Sortir de la caverne, entrer dans la grotte [Thèse]

Réactiver la saveur d’une période immémoriale

Aristote raconte qu’Héraclite aurait dit : « Entrez, il y a aussi des dieux dans la cuisine » pour exprimer que toutes les parties de la nature recèlent des merveilles et que « la connaissance du plan de la nature en eux réserve à […] ceux qui ont le naturel philosophique des jouissances inexprimables ». C’est cette joie que l’on pourrait éprouver à la lecture de chacune des 536 pages écrites par Ségolène Lepiller.

Sa thèse coule dans l’esprit du lecteur, de la lectrice comme une rivière souterraine qui mène à la découverte d’un réseau de grottes conceptuelles et sensibles. La pensée vivifiée par ce flot actif navigue dans une recherche qui questionne, en philosophe, la préhistoire et l’art préhistorique dans leurs profondeurs, leurs lumières et leurs troubles spécifiques.

Le miroir de l’art paléolithique

L’autrice s’engage d’abord dans une démarche phénoménologique, en cherchant le sens de ses explorations souterraines et de sa confrontation aux œuvres pariétales, produites par les préhistoriques sur les parois des grottes. Elle constate l’impossibilité de les penser sans revenir à la science dont elles sont l’objet, comme s’il fallait, pour ne pas figer la pensée, se confronter à la gorgone gnosique en regardant dans un miroir.

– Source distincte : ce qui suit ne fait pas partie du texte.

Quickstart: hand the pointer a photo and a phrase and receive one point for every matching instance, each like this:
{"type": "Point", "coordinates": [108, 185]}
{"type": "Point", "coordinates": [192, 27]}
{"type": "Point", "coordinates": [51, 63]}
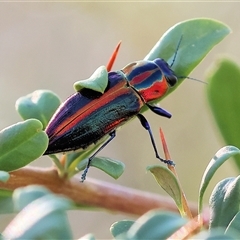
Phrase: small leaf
{"type": "Point", "coordinates": [216, 234]}
{"type": "Point", "coordinates": [110, 166]}
{"type": "Point", "coordinates": [21, 144]}
{"type": "Point", "coordinates": [155, 225]}
{"type": "Point", "coordinates": [121, 227]}
{"type": "Point", "coordinates": [198, 35]}
{"type": "Point", "coordinates": [6, 202]}
{"type": "Point", "coordinates": [234, 225]}
{"type": "Point", "coordinates": [40, 104]}
{"type": "Point", "coordinates": [43, 218]}
{"type": "Point", "coordinates": [166, 179]}
{"type": "Point", "coordinates": [4, 176]}
{"type": "Point", "coordinates": [220, 157]}
{"type": "Point", "coordinates": [97, 82]}
{"type": "Point", "coordinates": [89, 236]}
{"type": "Point", "coordinates": [224, 100]}
{"type": "Point", "coordinates": [224, 202]}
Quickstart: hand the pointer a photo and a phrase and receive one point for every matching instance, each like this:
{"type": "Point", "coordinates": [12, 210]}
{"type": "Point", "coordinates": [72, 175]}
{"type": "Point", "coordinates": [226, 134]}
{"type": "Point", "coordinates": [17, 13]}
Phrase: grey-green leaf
{"type": "Point", "coordinates": [21, 144]}
{"type": "Point", "coordinates": [224, 100]}
{"type": "Point", "coordinates": [4, 176]}
{"type": "Point", "coordinates": [166, 179]}
{"type": "Point", "coordinates": [234, 225]}
{"type": "Point", "coordinates": [155, 225]}
{"type": "Point", "coordinates": [6, 202]}
{"type": "Point", "coordinates": [44, 218]}
{"type": "Point", "coordinates": [198, 35]}
{"type": "Point", "coordinates": [97, 82]}
{"type": "Point", "coordinates": [220, 157]}
{"type": "Point", "coordinates": [224, 202]}
{"type": "Point", "coordinates": [40, 104]}
{"type": "Point", "coordinates": [121, 227]}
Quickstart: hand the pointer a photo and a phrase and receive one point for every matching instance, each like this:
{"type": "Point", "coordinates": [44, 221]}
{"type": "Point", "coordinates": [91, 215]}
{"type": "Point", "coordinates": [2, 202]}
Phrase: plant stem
{"type": "Point", "coordinates": [92, 192]}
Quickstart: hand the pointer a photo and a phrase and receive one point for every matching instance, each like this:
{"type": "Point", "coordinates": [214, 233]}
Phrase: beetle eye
{"type": "Point", "coordinates": [172, 80]}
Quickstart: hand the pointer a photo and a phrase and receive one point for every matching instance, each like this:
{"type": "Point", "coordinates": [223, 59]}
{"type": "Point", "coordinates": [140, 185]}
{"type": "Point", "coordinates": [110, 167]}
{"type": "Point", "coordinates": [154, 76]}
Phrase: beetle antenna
{"type": "Point", "coordinates": [175, 54]}
{"type": "Point", "coordinates": [113, 57]}
{"type": "Point", "coordinates": [195, 79]}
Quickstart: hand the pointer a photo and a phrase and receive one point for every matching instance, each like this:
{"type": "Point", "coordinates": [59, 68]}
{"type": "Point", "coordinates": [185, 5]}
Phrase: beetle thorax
{"type": "Point", "coordinates": [147, 79]}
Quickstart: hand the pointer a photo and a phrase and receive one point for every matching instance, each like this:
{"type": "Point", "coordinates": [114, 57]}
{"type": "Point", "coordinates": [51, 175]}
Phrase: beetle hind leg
{"type": "Point", "coordinates": [112, 136]}
{"type": "Point", "coordinates": [146, 125]}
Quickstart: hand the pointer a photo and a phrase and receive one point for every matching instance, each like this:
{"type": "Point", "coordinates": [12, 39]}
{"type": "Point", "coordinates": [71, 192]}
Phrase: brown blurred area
{"type": "Point", "coordinates": [52, 45]}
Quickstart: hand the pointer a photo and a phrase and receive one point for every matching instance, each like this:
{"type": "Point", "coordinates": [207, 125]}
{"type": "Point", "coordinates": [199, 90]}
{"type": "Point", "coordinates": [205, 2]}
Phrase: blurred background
{"type": "Point", "coordinates": [52, 45]}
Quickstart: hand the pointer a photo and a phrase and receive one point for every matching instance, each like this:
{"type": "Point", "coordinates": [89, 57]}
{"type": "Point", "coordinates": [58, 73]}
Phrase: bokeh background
{"type": "Point", "coordinates": [52, 45]}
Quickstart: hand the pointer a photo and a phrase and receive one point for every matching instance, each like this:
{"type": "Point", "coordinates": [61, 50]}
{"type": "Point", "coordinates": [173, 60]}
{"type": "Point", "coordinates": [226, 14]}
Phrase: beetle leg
{"type": "Point", "coordinates": [146, 125]}
{"type": "Point", "coordinates": [159, 111]}
{"type": "Point", "coordinates": [112, 136]}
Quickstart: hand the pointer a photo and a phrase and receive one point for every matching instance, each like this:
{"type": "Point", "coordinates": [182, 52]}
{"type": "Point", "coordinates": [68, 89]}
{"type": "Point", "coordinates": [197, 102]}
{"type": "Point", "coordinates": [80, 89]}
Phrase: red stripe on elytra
{"type": "Point", "coordinates": [91, 107]}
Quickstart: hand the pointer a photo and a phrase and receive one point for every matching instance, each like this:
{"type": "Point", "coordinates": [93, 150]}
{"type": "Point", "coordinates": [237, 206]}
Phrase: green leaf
{"type": "Point", "coordinates": [21, 144]}
{"type": "Point", "coordinates": [113, 168]}
{"type": "Point", "coordinates": [224, 202]}
{"type": "Point", "coordinates": [198, 35]}
{"type": "Point", "coordinates": [234, 225]}
{"type": "Point", "coordinates": [25, 195]}
{"type": "Point", "coordinates": [224, 100]}
{"type": "Point", "coordinates": [44, 218]}
{"type": "Point", "coordinates": [4, 176]}
{"type": "Point", "coordinates": [121, 227]}
{"type": "Point", "coordinates": [155, 225]}
{"type": "Point", "coordinates": [97, 82]}
{"type": "Point", "coordinates": [220, 157]}
{"type": "Point", "coordinates": [166, 179]}
{"type": "Point", "coordinates": [6, 202]}
{"type": "Point", "coordinates": [40, 104]}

C’est ainsi qu’elle a conduit son enquête épistémologique sur l’identité, l’unité et le fonctionnement de la science préhistorique et sur l’art paléolithique.

En trame de toute son analyse conceptuelle se donne à voir la confrontation à la trace, qui peut agir comme le sel d’une période immémoriale dans une cuisine héraclitéenne.

« L’art peut-il avoir cette fonction de trace qui pérennise une communauté et supporte sa mémoire ? Si ce n’est pas le cas, en quel sens, et qu’est-ce qui distinguerait une société historique d’une société préhistorique ? »

Ceci posé avec la conscience que les concepts esthétiques dépendent « d’un bagage culturel qui nous fait défaut (ou qui nous encombre, selon le point de vue) », et avec la possibilité d’envisager ou non pour les premiers préhistoriens l'existence d’un art paléolithique et ses modalités.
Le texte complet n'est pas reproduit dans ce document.